Celia did not reply. Winifred’s tone jarred upon her. She was gazing out of the window at the reddening sky, just where the sun was setting. It was a lovely evening, and her whole feelings were touched and quickened by the returning home. A moment or two later they drove in at their own lodge, and then a turn in the avenue—a grand old avenue, bordered by trees which had lived through more than one or two human generations—brought them, while still at some distance, within view of the house itself.
It could scarcely have been seen to greater advantage than standing out as it did against the autumn sky, with the sunset glow illuminating the clouds, banked up, blue-grey and cold looking near the horizon; though overhead the pearly, neutral-tinted expanse, already shadowing into darker tones, still told of the mildness and calm of the fast-waning day.
“Look, Winifred, look,” cried the younger girl, “did you ever see the house more picturesque? It has that wonderful old-world look—the ‘fairy-story look,’ I used to call it when I was little. It is as pure white as if it had just sprung up by magic, and yet it seems as if it might have been standing there for thousands of years—as if the White Cat had just ridden off from the door on a hunting-party.”

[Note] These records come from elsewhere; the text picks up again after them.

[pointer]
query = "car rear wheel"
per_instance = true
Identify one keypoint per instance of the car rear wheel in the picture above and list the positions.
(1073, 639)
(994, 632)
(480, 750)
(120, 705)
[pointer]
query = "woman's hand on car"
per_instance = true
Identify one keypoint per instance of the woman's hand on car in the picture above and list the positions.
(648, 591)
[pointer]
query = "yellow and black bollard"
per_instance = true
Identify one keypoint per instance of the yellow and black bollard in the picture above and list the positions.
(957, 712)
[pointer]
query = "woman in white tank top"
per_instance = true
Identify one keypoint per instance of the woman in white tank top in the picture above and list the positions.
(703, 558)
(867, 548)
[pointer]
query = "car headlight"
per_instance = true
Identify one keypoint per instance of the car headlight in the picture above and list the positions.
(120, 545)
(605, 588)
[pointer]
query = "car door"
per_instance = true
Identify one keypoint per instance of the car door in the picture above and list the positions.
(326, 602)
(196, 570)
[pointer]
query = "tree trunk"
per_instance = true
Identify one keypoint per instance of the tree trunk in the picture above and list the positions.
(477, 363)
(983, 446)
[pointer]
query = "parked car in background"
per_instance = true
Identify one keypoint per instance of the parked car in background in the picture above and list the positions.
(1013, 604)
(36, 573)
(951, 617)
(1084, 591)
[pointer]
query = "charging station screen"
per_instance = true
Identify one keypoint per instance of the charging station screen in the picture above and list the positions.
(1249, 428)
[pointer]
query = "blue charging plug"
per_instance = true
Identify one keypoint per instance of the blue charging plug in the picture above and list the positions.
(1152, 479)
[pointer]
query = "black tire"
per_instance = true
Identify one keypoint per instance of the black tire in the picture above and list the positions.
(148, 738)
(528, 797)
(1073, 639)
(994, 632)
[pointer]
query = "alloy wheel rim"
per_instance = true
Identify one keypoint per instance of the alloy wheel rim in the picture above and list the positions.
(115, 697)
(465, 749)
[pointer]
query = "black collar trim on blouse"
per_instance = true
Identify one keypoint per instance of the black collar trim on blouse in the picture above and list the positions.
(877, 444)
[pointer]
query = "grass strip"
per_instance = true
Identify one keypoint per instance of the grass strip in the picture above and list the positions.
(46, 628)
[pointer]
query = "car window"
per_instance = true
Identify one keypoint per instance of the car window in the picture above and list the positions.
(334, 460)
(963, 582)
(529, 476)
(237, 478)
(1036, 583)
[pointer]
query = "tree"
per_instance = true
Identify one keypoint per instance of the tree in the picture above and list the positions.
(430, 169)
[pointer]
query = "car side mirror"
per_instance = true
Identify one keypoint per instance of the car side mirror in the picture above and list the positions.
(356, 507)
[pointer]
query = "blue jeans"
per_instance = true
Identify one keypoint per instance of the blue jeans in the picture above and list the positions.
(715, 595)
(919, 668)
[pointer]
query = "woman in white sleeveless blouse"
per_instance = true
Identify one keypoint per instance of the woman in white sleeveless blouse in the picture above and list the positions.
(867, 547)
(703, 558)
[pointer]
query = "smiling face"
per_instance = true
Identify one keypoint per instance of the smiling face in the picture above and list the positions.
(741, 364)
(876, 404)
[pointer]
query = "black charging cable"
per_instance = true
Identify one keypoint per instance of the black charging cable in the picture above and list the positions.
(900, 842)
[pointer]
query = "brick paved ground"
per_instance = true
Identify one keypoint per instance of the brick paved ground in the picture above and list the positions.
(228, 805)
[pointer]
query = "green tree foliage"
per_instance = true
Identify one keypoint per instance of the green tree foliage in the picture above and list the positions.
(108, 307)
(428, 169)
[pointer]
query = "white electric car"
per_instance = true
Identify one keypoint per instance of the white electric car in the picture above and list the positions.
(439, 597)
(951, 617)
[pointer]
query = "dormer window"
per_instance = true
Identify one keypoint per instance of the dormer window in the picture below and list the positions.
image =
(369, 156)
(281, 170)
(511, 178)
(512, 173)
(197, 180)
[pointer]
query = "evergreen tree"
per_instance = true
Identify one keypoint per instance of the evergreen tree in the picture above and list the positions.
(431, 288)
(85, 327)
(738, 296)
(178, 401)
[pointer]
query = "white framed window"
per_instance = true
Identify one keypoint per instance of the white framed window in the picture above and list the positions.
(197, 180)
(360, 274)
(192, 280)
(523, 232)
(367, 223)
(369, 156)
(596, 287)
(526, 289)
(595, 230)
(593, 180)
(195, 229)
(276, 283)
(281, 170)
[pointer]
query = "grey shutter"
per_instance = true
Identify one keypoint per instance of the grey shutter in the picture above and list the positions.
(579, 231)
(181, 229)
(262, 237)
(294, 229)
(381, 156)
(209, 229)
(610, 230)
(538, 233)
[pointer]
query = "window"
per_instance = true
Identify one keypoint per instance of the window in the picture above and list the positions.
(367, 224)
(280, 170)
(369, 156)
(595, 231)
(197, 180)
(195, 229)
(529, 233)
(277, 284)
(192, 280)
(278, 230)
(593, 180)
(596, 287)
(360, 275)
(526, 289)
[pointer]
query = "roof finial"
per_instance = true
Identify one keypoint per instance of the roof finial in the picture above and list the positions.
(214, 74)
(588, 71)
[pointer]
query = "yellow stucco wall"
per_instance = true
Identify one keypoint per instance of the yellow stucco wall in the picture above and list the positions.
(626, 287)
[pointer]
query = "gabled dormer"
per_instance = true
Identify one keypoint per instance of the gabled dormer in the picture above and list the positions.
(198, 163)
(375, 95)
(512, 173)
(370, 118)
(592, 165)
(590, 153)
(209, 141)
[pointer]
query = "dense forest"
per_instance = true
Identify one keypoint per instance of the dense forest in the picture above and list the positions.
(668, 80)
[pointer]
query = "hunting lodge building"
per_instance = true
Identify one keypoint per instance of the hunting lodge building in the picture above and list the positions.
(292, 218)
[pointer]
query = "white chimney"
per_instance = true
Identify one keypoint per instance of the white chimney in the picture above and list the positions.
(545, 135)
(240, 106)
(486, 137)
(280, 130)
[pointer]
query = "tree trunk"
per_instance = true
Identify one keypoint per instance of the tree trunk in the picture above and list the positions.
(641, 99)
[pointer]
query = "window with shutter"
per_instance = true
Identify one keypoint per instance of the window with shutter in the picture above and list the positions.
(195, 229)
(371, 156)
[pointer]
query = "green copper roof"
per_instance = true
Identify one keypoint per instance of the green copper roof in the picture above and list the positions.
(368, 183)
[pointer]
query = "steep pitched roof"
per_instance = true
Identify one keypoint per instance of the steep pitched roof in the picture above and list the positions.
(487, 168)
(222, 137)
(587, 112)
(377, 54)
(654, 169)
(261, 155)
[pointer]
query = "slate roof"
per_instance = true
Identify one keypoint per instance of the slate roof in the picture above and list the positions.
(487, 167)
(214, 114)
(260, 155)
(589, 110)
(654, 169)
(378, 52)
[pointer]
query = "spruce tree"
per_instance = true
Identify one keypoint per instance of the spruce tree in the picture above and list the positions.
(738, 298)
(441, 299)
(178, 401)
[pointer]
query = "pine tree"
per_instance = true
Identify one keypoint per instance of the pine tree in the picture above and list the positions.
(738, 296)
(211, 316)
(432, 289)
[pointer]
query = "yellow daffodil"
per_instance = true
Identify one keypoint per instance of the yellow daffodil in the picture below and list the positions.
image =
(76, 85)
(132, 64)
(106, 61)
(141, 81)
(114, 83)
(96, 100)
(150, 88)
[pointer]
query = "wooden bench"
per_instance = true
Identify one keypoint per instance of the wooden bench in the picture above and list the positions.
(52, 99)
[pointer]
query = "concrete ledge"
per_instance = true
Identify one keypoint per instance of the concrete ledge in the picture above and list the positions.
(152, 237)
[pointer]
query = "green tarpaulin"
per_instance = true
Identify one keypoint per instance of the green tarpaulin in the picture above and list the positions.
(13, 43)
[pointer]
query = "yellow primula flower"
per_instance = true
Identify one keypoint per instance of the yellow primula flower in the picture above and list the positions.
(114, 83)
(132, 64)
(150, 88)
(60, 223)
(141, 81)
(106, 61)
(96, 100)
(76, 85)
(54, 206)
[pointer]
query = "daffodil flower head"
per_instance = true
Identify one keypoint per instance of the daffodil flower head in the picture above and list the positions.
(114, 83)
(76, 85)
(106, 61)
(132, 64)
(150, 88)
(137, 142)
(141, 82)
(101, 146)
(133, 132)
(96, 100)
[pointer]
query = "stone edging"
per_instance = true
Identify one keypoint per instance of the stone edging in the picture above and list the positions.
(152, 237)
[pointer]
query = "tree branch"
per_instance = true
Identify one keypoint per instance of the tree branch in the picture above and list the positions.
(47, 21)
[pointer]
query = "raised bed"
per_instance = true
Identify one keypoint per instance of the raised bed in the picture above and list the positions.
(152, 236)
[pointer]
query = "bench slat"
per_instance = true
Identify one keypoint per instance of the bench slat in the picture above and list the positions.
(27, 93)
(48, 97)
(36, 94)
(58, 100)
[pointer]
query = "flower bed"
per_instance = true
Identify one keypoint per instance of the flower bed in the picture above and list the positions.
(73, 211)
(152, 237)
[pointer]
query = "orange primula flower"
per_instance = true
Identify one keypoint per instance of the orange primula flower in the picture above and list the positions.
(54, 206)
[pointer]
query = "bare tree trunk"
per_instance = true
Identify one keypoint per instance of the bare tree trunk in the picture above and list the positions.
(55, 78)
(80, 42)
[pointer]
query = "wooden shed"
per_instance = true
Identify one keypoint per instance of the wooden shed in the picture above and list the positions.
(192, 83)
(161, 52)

“Or as if the Sleeping Beauty were sleeping there still, waiting for the perfect prince, who never comes except in your fairy tales, Celia,” said Winifred, with a touch of contempt in her tone. But the fancy did not displease her sister. She only laughed softly.
“Well, we don’t waste much thought on him,” she said. “Dear old White Turrets! I do love it. It doesn’t need a prince, Winifred. You know it has always prospered best in the hands of a woman.”
Winifred’s face clouded.
“I wish you would forget that old nonsense,” she said. “There are women and women—no one will understand that. It may suit some women to drone along and never leave their own village, but it wouldn’t suit me, and that is all that I am concerned about.”